Russian President Dmitry Medvedev sat sheltered from the early morning cold with the leaders of Kazakhstan, Armenia, Kyrgyzstan and Tajikistan to observe drills by the Collective Security Treaty Organization's first rapid reaction force.
But neither Presidents Alexander Lukashenko of Belarus nor Islam Karimov of Uzbekistan -- the other CSTO leaders who both opposed the creation of the force -- attended, underscoring divisions within the Kremlin-dominated body.
The authoritarian but increasingly Western-leaning Lukashenko refused to show up at the June 14 meeting in Moscow to sign the document establishing the NATO-style rapid reaction force amid a trade dispute between the neighbours.
Meanwhile, Uzbekistan's strongman Karimov has bristled at Russian plans to establish a military base in southern Kyrgyzstan near their restive shared border, plunging relations to lows not seen in a decade.
The Kremlin said in a press release that Belarus had signalled its willingness to sign onto the agreement despite Lukashenko's absence, while Uzbekistan "had reserved the right to join the agreement later."
CSTO General Secretary Nikolai Bordyuzha told Russian television on Thursday that the new Collective Operational Reaction Forces (CORF) were designed to combat terrorist seiges such as the Mumbai attacks in 2008.

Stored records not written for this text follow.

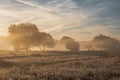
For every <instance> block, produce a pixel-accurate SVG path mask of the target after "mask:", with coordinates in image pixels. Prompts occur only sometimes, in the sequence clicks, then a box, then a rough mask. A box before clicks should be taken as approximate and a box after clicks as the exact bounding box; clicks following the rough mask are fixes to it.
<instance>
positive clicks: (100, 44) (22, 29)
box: [8, 23, 120, 51]
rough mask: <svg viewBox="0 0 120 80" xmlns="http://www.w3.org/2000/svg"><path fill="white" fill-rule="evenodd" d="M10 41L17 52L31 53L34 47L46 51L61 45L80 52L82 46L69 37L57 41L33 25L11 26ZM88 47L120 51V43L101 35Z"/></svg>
mask: <svg viewBox="0 0 120 80" xmlns="http://www.w3.org/2000/svg"><path fill="white" fill-rule="evenodd" d="M8 33H9V35H8V39H9V41H10V42H11V44H12V45H13V47H14V50H15V51H20V50H25V51H30V50H31V48H32V47H38V48H39V49H40V50H43V51H45V48H46V47H48V48H53V47H54V46H55V45H56V43H60V44H62V45H63V46H65V47H66V49H68V50H70V51H79V49H80V44H79V42H78V41H76V40H75V39H73V38H71V37H69V36H63V37H62V38H61V40H59V41H57V40H55V39H54V38H53V37H52V36H51V35H50V34H49V33H46V32H41V31H39V29H38V27H37V26H36V25H35V24H32V23H20V24H17V25H16V24H11V25H10V26H9V28H8ZM86 47H87V48H88V49H89V50H90V49H91V50H92V49H95V48H99V49H101V50H102V49H104V50H120V41H119V40H117V39H115V38H111V37H108V36H105V35H99V36H96V37H94V38H93V40H91V41H90V44H89V45H86Z"/></svg>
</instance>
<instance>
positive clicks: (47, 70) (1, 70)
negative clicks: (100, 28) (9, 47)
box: [0, 51, 120, 80]
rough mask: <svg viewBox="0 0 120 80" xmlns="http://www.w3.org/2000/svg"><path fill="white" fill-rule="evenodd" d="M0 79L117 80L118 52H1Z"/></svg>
mask: <svg viewBox="0 0 120 80" xmlns="http://www.w3.org/2000/svg"><path fill="white" fill-rule="evenodd" d="M0 80H120V54H119V52H109V51H80V52H67V51H47V52H35V51H34V52H19V53H16V54H14V53H12V52H9V53H8V52H7V54H2V53H1V54H0Z"/></svg>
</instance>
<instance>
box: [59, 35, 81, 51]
mask: <svg viewBox="0 0 120 80" xmlns="http://www.w3.org/2000/svg"><path fill="white" fill-rule="evenodd" d="M60 42H61V43H62V44H64V45H65V47H66V48H67V49H69V50H70V51H79V47H80V46H79V43H78V42H76V41H75V40H74V39H73V38H71V37H68V36H64V37H62V38H61V40H60Z"/></svg>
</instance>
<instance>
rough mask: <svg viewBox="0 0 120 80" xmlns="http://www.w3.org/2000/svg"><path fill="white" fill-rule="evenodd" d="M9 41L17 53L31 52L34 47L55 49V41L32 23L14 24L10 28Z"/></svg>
mask: <svg viewBox="0 0 120 80" xmlns="http://www.w3.org/2000/svg"><path fill="white" fill-rule="evenodd" d="M8 32H9V36H8V37H9V39H10V42H11V43H12V44H13V46H14V49H15V50H16V51H18V50H21V49H24V50H26V51H28V50H30V48H31V47H33V46H37V47H38V46H40V45H41V46H43V47H44V50H45V47H54V45H55V44H54V39H53V38H52V36H51V35H50V34H48V33H45V32H39V30H38V28H37V26H36V25H35V24H31V23H21V24H18V25H15V24H12V25H10V27H9V31H8Z"/></svg>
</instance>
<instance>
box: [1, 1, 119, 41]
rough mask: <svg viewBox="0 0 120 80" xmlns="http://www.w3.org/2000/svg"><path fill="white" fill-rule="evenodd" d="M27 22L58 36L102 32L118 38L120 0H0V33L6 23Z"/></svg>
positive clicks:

But new formation, which contains military and disaster control contingents from the five signatory states, is a clear bid to rival the Western military alliance NATO's own joint operations.
It is also seen as a move by Moscow to bolster its sway in the strategic region.
Russia has been nervously eyeing increasingly independent behaviour by several states in Central Asia, as both Moscow and Washington jostle for influence in a region close to the battleground of Afghanistan.